ARLINGTON, Texas — As he flew from Tampa to Texas on Saturday, Rays fan Matt Connor never stopped believing his team could beat the Rangers and keep its postseason hopes alive.
The game went just as he hoped, with sharp pitching from Matt Garza and actual hits from Tampa Bay. And Connor was there in his Rays jersey and his University of Florida cap to cheer them on.
And like the smattering of other Rays fans in Rangers Ballpark, he still believes.
"I'm optimistic — win three games in a row!" said Connor, 35, of Odessa, a restaurant owner.
For the Rays fans, the game was a see-saw contest that reflected the highs and lows of the season as a whole.
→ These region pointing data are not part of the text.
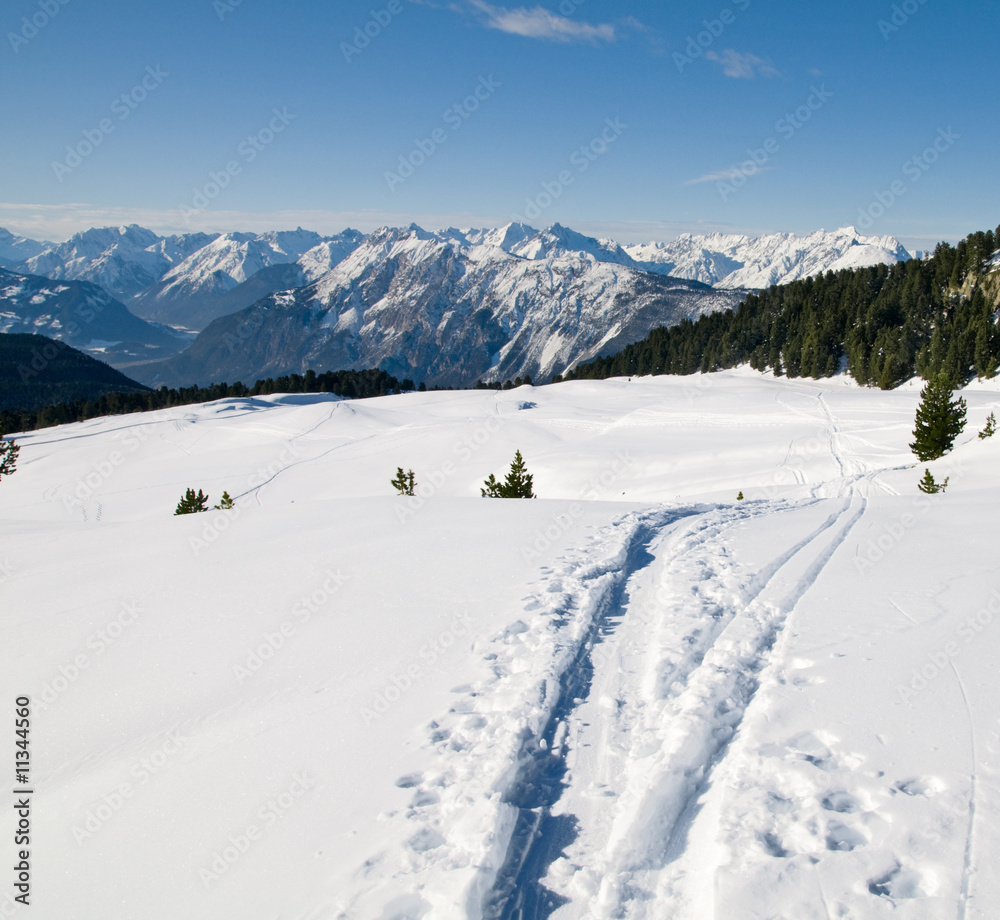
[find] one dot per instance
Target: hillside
(635, 697)
(36, 371)
(447, 309)
(82, 315)
(884, 323)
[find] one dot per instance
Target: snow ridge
(737, 261)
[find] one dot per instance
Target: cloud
(538, 22)
(742, 66)
(724, 175)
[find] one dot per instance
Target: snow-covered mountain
(736, 261)
(123, 260)
(14, 250)
(634, 698)
(192, 293)
(83, 315)
(448, 308)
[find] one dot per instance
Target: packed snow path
(637, 698)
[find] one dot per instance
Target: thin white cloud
(726, 174)
(538, 22)
(742, 66)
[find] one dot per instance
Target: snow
(336, 702)
(737, 261)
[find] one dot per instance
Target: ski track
(582, 768)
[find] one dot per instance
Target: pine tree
(940, 419)
(404, 483)
(518, 483)
(191, 503)
(8, 455)
(226, 503)
(929, 486)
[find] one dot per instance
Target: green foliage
(349, 384)
(518, 483)
(8, 455)
(940, 419)
(226, 503)
(37, 371)
(192, 503)
(886, 323)
(929, 486)
(404, 483)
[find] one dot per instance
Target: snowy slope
(16, 249)
(446, 308)
(735, 261)
(123, 260)
(334, 702)
(194, 291)
(82, 314)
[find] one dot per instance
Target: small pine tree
(8, 455)
(226, 503)
(404, 483)
(929, 486)
(518, 483)
(191, 503)
(940, 419)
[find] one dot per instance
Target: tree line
(887, 323)
(349, 384)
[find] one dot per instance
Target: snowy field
(635, 697)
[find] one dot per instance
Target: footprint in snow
(903, 884)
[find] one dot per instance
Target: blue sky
(635, 120)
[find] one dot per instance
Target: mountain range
(445, 307)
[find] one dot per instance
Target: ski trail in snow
(498, 751)
(968, 867)
(697, 723)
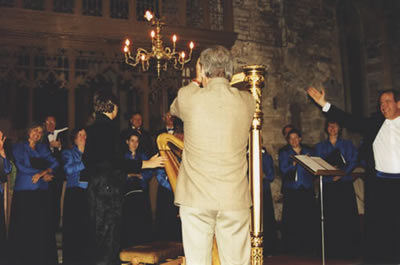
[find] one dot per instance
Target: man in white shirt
(381, 151)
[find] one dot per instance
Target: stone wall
(300, 43)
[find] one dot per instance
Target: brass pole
(254, 77)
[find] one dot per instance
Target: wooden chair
(158, 252)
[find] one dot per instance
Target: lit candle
(148, 15)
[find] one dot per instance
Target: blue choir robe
(73, 166)
(302, 177)
(31, 230)
(299, 214)
(22, 153)
(7, 167)
(341, 220)
(76, 241)
(136, 226)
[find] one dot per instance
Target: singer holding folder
(299, 216)
(31, 231)
(342, 223)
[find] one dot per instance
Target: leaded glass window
(64, 6)
(34, 4)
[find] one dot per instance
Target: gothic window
(216, 14)
(40, 66)
(119, 9)
(81, 66)
(186, 75)
(64, 6)
(6, 3)
(23, 62)
(62, 66)
(84, 97)
(143, 5)
(34, 4)
(92, 7)
(194, 14)
(55, 96)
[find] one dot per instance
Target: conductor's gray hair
(217, 61)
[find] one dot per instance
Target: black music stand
(319, 167)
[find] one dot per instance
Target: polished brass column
(254, 77)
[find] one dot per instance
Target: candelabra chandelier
(158, 52)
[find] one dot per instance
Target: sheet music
(315, 163)
(53, 137)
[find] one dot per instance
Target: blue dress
(136, 225)
(76, 210)
(5, 169)
(299, 215)
(342, 223)
(31, 227)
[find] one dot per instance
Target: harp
(252, 79)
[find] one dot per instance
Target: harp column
(254, 77)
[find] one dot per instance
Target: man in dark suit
(56, 141)
(136, 124)
(382, 183)
(168, 127)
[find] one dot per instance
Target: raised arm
(348, 120)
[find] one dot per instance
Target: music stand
(319, 167)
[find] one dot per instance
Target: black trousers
(382, 222)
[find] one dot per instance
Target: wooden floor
(292, 260)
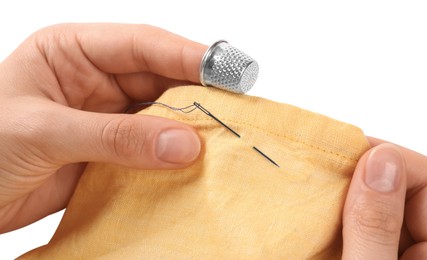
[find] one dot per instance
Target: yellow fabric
(232, 203)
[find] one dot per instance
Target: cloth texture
(232, 203)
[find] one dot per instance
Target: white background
(362, 62)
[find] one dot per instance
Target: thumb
(374, 208)
(132, 140)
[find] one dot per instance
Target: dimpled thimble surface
(226, 67)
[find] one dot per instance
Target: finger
(146, 86)
(131, 140)
(416, 215)
(417, 251)
(125, 48)
(374, 207)
(416, 164)
(416, 198)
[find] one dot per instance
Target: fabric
(232, 203)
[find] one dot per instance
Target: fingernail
(383, 168)
(177, 146)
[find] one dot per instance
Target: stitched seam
(280, 136)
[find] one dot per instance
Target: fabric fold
(232, 203)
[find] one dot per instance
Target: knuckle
(124, 137)
(377, 221)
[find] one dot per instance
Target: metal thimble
(226, 67)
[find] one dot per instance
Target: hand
(385, 214)
(60, 95)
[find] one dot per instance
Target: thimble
(226, 67)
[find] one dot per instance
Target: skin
(62, 94)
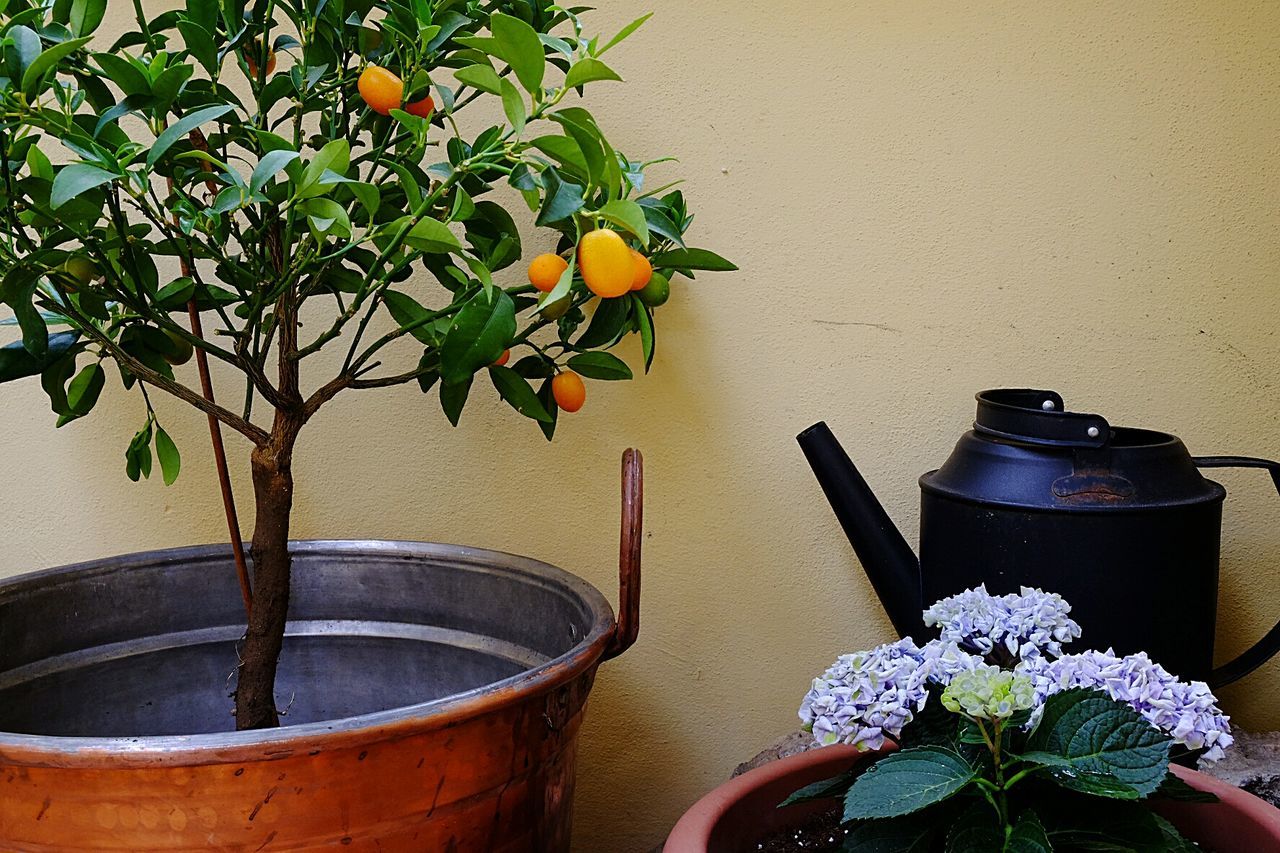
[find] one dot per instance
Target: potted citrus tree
(298, 192)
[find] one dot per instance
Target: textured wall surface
(926, 200)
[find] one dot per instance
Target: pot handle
(629, 555)
(1265, 648)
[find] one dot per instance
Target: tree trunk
(273, 493)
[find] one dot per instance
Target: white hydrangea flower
(867, 696)
(1185, 711)
(1024, 625)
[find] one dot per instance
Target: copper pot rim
(215, 748)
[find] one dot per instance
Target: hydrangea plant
(1005, 742)
(306, 177)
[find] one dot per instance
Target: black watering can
(1116, 520)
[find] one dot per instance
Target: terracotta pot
(737, 815)
(434, 697)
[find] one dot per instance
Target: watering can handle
(1265, 648)
(629, 555)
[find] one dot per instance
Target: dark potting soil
(819, 834)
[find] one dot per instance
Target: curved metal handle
(1269, 646)
(629, 555)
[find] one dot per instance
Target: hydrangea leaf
(906, 781)
(1096, 734)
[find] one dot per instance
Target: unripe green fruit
(656, 292)
(81, 270)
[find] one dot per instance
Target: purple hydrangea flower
(1025, 624)
(1185, 711)
(867, 696)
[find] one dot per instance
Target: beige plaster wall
(926, 200)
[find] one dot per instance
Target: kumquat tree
(192, 187)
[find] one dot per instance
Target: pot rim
(224, 747)
(695, 826)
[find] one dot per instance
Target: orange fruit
(643, 270)
(423, 109)
(606, 263)
(380, 89)
(568, 391)
(544, 272)
(251, 59)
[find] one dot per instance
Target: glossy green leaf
(478, 336)
(170, 461)
(627, 214)
(1096, 734)
(433, 236)
(622, 33)
(182, 127)
(599, 365)
(693, 259)
(481, 77)
(46, 60)
(407, 313)
(83, 391)
(520, 46)
(76, 179)
(513, 105)
(586, 71)
(272, 164)
(519, 393)
(906, 781)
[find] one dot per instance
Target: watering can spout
(887, 559)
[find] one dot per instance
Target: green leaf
(478, 336)
(600, 365)
(1097, 734)
(86, 16)
(453, 398)
(895, 835)
(608, 323)
(433, 236)
(85, 388)
(272, 164)
(627, 214)
(520, 46)
(170, 461)
(513, 105)
(76, 179)
(644, 322)
(327, 217)
(622, 33)
(908, 780)
(334, 156)
(17, 291)
(200, 44)
(406, 311)
(48, 59)
(182, 127)
(124, 73)
(17, 363)
(1174, 788)
(481, 77)
(693, 259)
(563, 199)
(586, 71)
(517, 392)
(831, 788)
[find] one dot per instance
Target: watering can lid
(1038, 418)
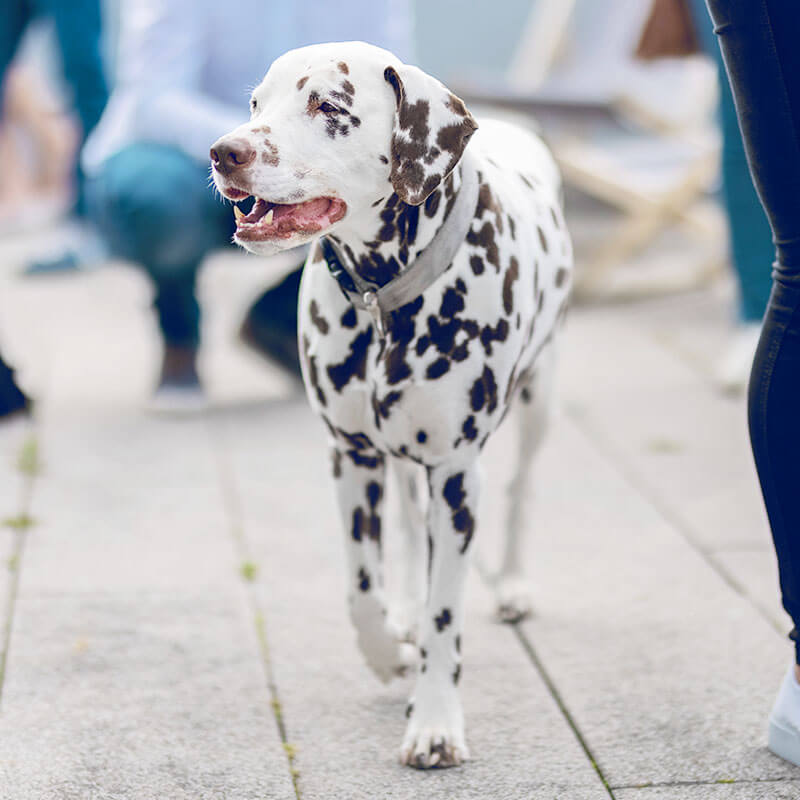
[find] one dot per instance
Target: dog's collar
(423, 271)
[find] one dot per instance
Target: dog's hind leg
(533, 408)
(405, 610)
(360, 478)
(435, 733)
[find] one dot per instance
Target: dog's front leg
(435, 733)
(360, 478)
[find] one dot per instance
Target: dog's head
(333, 127)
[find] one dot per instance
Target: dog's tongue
(267, 220)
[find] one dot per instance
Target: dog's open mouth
(281, 221)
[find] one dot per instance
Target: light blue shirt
(186, 67)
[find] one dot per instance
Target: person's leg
(78, 28)
(152, 205)
(759, 43)
(14, 19)
(750, 237)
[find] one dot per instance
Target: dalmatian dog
(376, 164)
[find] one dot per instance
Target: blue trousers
(750, 235)
(759, 41)
(77, 26)
(153, 206)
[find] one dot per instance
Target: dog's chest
(452, 358)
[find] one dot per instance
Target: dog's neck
(383, 243)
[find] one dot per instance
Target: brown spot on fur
(512, 273)
(270, 155)
(312, 106)
(542, 238)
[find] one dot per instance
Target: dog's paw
(387, 655)
(433, 747)
(514, 599)
(434, 737)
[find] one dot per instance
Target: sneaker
(783, 736)
(179, 389)
(270, 326)
(732, 373)
(13, 401)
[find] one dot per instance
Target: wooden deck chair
(635, 135)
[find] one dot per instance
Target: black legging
(760, 41)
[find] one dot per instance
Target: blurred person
(750, 236)
(184, 73)
(759, 45)
(38, 148)
(77, 27)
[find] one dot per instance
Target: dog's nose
(229, 155)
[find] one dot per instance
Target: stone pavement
(171, 591)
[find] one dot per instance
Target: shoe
(179, 389)
(732, 373)
(270, 326)
(783, 737)
(13, 401)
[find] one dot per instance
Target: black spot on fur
(437, 368)
(468, 428)
(402, 329)
(357, 529)
(348, 319)
(542, 238)
(443, 619)
(497, 334)
(363, 580)
(453, 491)
(484, 391)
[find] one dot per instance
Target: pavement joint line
(619, 462)
(232, 506)
(530, 651)
(28, 466)
(718, 782)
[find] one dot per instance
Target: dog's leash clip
(372, 305)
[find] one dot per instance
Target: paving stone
(756, 571)
(133, 695)
(346, 726)
(766, 790)
(134, 668)
(675, 435)
(668, 673)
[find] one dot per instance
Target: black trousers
(760, 41)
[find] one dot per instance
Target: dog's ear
(431, 129)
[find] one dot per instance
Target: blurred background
(627, 96)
"The best thing about it is that they're young at heart (and) they've got a lot of heart," said Doug Hawkins, 55, of Plant City. He was in a group of six people from the Tampa Bay area who happened to be working on a pipe rehab project in nearby Irving, which meant they could all come over to watch their hometown team in the playoffs.
"It was the best timing in the world," he said.
Another person who never stopped believing in the team was Phillip Brignac of St. Amant, La., who is the father of the Rays' Reid Brignac.
"This team doesn't quit," Brignac said after the Rays took a four-run lead into the bottom of the ninth inning.
Just then, closer Rafael Soriano uncharacteristically gave up a home run.
"Nah, they're all right," Brignac said.
And they were, keeping the score 6-3.
The Texas hometown crowd was thunderous Saturday, and fans cheered with the hunger of a team that had not seen the postseason in a decade. A hunger that reminded Rays fan Tim Hooper of the 2008 Rays.
"It's new to them the same way it was new to us," Hooper said.
Rays fans were sparse in Rangers Ballpark — knowing the team was one game away from elimination might have discouraged some from making the trip.
But it was hard to miss five members of the Williams family, most of whom wore Rays jerseys with their first names emblazoned on the back. Which meant Ryan Williams, the father, was probably wearing the only "Ryan" jersey in the ballpark that didn't refer to Nolan Ryan.
His kids were optimistic as they came to Arlington. Five-year-old daughter Elli, a kindergartener, said "they're the best team in the whole world."